Over the last few months, I’ve been playing with various Freeview HD recorders; I wrote a piece a little while ago about the work involved in thoroughly testing them, but I thought I’d say something about what I want a PVR to do for me, and how I want it to work.
Some of this is, almost certainly, biased by my long term usage of the Topfield 5800, which is one of the most customisable units around; lots of people reckon that to get the best out of it, you have to use a TAP (that’s an add-on application) called MyStuff; personally, I’ve never tried it, and use a different combination to achieve what are probably pretty similar ends.
None of the units, so far, has made me think “I’ll switch off the Toppy and use this one.” Now, partly that’s because the Toppy is nicely integrated with everything else – programmed into the Harmony remote, for example – but also because, while the gadgets I’ve been playing with will record the Freeview HD channels fine, they don’t do everything it does. And, for the time being, since most stuff isn’t actually in HD, I’m prepared to watch a few things in SD instead, or make ‘appointments to view’ for programmes such as Dr Who, so that I can view them in HD.
What I want from Freeview HD
First, when it comes to Freeview HD recorders, there are some features that are an absolute essential. Top of that list has to be a Dolby Digital output, via optical S/PDIF. For me, this means I will get surround sound, and if a box isn’t offering it (look here for more on the gory details), then it’s off my list right away.
Network media playback would be good, but not essential – my TV will handle that in SD, and will give me iPlayer via Freesat too, when Panasonic issues their update.
I prefer an internal power supply as well; there’s a lot of equipment in my living room, and tons of cables. I don’t want more boxes lying on the floor behind the boxes that actually do the work.
How a PVR should work
In terms of how a PVR should work, there are things that I’m used to, and find essential – some people might not want these, or thing them superfluous, but they’re what I find incredibly useful.
A flexible EPG
I don’t just want a fixed grid; I want to be able to zoom out, so I can see a few hours at a time, if I want, rather than planning an evening in 2 hour blocks. And I like to be able to see a list for a single channel too.

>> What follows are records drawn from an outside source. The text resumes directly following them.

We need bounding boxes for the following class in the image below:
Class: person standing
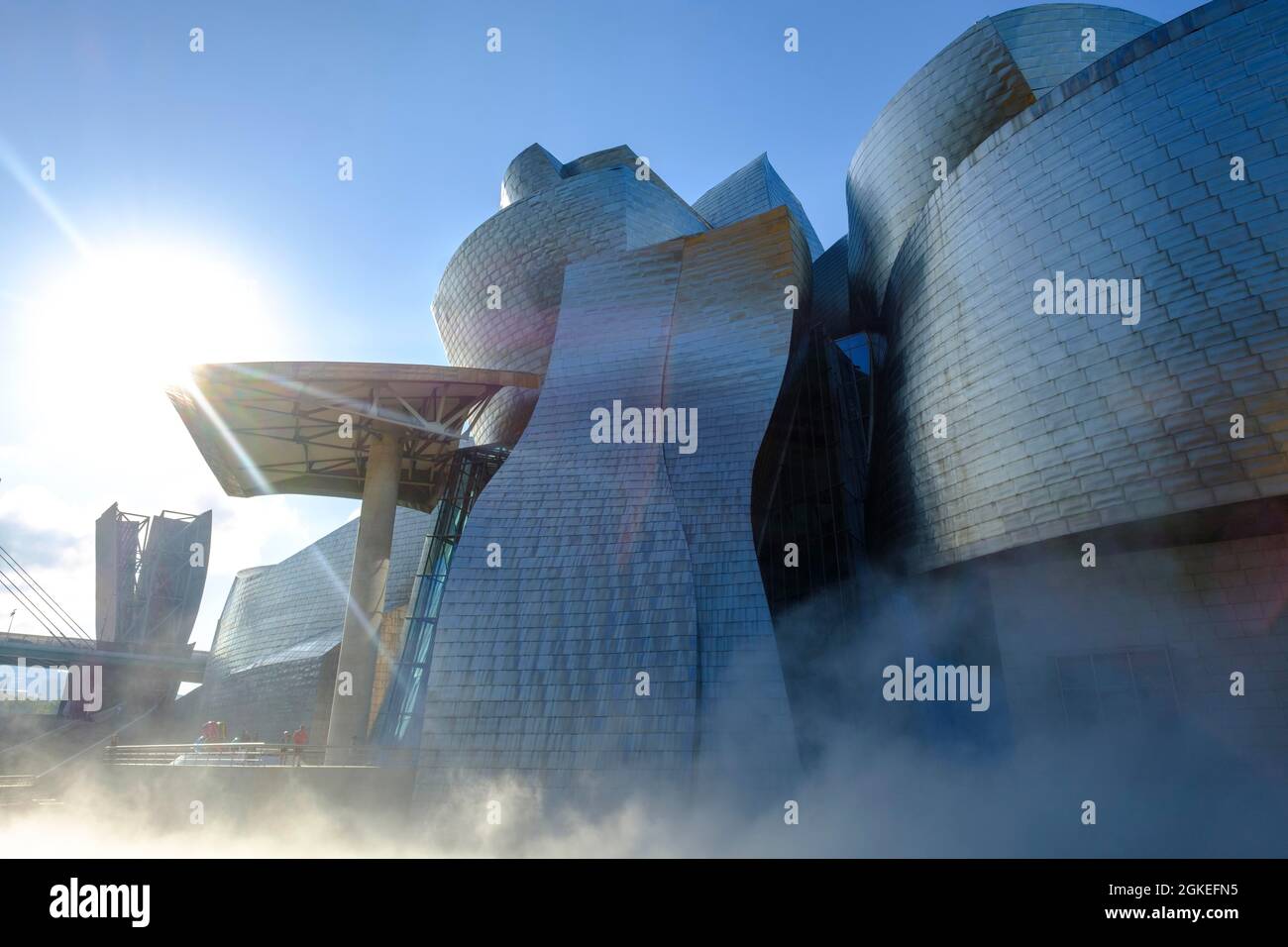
[293,724,309,766]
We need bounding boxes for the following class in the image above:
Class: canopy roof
[166,362,541,510]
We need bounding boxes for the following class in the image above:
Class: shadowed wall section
[417,207,808,802]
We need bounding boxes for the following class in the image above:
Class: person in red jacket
[291,724,309,766]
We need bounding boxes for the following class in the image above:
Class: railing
[103,743,416,768]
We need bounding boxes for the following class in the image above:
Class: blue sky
[0,0,1193,646]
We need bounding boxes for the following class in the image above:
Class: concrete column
[326,433,402,766]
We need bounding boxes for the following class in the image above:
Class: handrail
[103,742,416,768]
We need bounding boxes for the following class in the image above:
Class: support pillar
[326,432,402,766]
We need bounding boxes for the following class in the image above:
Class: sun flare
[25,245,271,395]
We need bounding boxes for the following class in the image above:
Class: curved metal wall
[433,153,705,446]
[693,154,823,259]
[417,209,808,801]
[881,0,1288,569]
[845,4,1156,329]
[200,507,433,741]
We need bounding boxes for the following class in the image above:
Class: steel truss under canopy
[167,362,541,511]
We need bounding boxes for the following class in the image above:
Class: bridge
[0,634,210,684]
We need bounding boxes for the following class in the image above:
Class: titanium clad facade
[884,3,1288,570]
[693,154,823,259]
[200,509,433,742]
[417,209,808,797]
[845,4,1158,325]
[433,146,705,446]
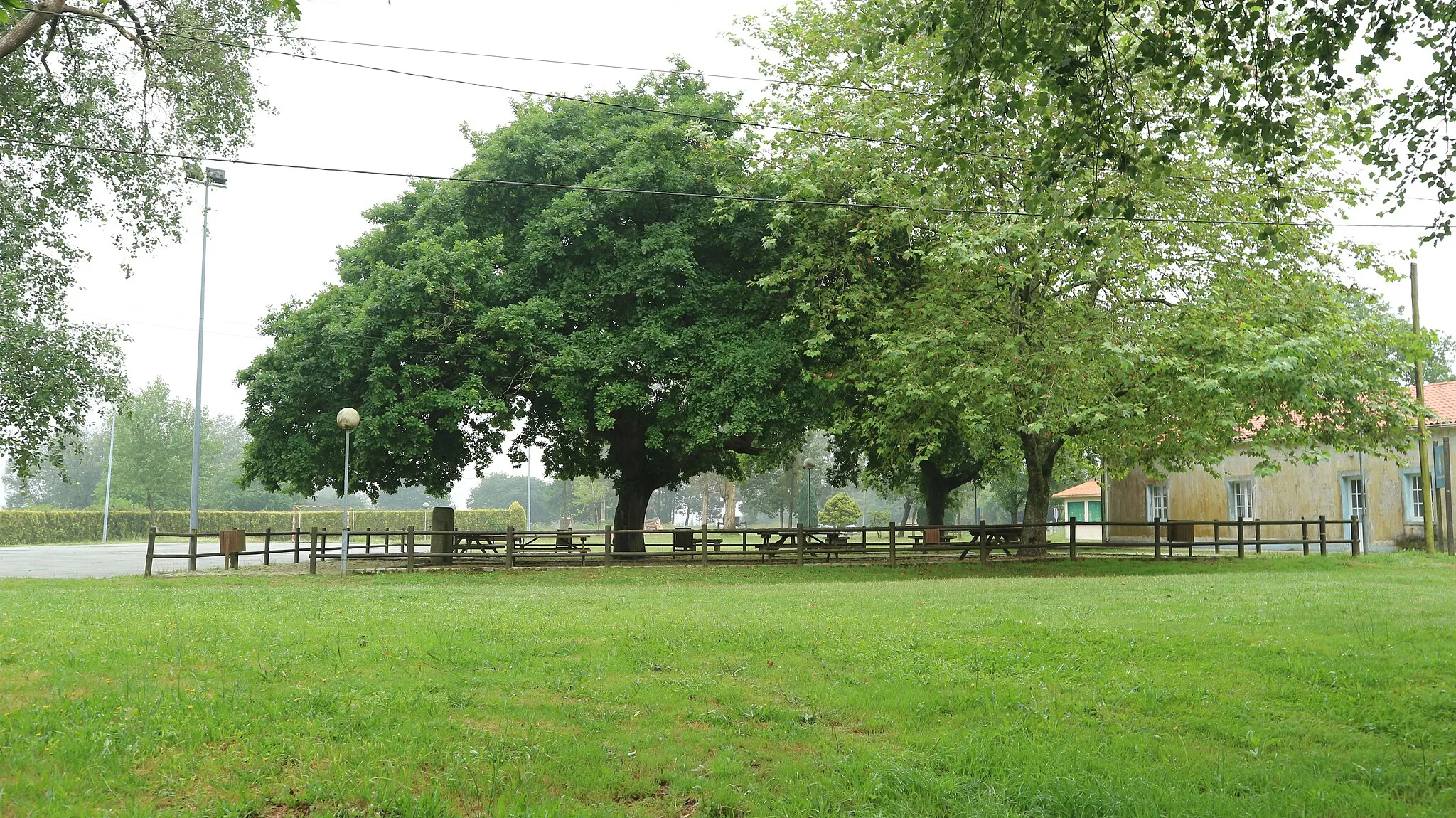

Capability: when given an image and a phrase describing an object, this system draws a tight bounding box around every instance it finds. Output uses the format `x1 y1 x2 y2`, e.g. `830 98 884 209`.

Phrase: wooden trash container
217 528 247 568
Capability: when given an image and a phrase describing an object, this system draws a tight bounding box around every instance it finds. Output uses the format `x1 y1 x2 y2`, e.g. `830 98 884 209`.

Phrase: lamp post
799 457 818 527
186 164 227 531
100 409 117 543
333 406 360 576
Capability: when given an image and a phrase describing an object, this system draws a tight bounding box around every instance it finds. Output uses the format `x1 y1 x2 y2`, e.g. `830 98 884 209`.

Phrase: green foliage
0 0 299 477
469 473 562 523
908 0 1456 238
239 70 807 546
0 504 525 546
820 492 859 528
757 0 1418 541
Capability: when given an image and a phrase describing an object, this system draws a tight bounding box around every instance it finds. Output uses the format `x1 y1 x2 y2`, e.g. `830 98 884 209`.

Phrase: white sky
59 0 1456 501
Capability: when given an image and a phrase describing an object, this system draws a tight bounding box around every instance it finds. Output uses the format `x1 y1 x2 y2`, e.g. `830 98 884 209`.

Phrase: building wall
1106 432 1443 544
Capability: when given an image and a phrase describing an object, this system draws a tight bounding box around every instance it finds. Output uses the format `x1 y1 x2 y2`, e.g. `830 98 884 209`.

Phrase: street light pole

Most of all, it should be responsive; you should be able to skip through the week to see what’s on your favourite channels, without finding it a chore. You should, ideally, be able to hide the channels you never watch, too.
Series recording and persistent searches
A must these days, series recording is great, though I don’t actually use Freeview+ series links. Instead, all my programmes on the Toppy are recorded by searches; I can highlight a programme in the guide, and press a button to create a default search, which is for that show, on that channel and day, with a two hour time window. I can tweak it more, and make things even more clever – if anyone ever starts showing Oz again, my PVR will record it. Any film with the word ‘Almodovar’ in the description will be recorded, whenever and wherever it’s on.
And I can change the priority, so certain things are always set, and others will be set if they don’t clash with the more important ones. I know that, even if I miss trailers and news, the next time Dr Who starts being shown on a Saturday, it will be recorded.
Some of the PVRs I’ve looked at allow you to search the EPG, but only in real time, and you can’t save searches to happen automatically.
Freeview+ allows for ‘accurate recording’ which is great, and can cope with late changes to scheduling that searches can’t. But some channels are a bit lacklustre with their signalling, and you miss the first few seconds of a show.
Again, this is a feature I don’t use on my Toppy; instead, all my recordings start a few minutes before the scheduled time, and end a few minutes after. In the vast majority of cases, this is sufficient.
And, no, I don’t have to fast forward to the start of the programme. A bookmark is automatically placed in the recording when the start and end signals are spotted, and the archive program that I use to browse and select a recording to play automatically jumps to the first bookmark, if it’s less than a certain way into the programme.
Jumping and bookmarking
Forward and backward jumps are essential tools for watching via a PVR, as I’ve said before. And so too are bookmarks. I have a recording of last year’s excellent MGM Prom by the John Wilson Orchestra, and plenty of bookmarks, so I can skip to particular songs within it.
Those are the things that I would really miss; persistent searches mean I don’t have to spend ages wading through the paper, or the programme guide. Jumping and bookmarks mean I see what I want, and don’t waste my time with vacuous adverts. It’s little touches like this that make me return to the Toppy, and that I find frustrating when I don’t have them on another recorder.
I hate missing a couple of seconds at the start of a show. Watching adverts and juggling fast forward/rewind to get to the bit of a programme I want is tedious.
And interfaces that need lots of button presses to do simple things, or that take ages just to see everything that’s on a single channel in one evening aren’t going to make me run out and buy a new PVR.
Some of the products I’ve looked at strike me as not that much more evolved from the first generation of standard def units; none of them has yet excited me as much as the standard definition Topfield TF5800 did, back in 2005.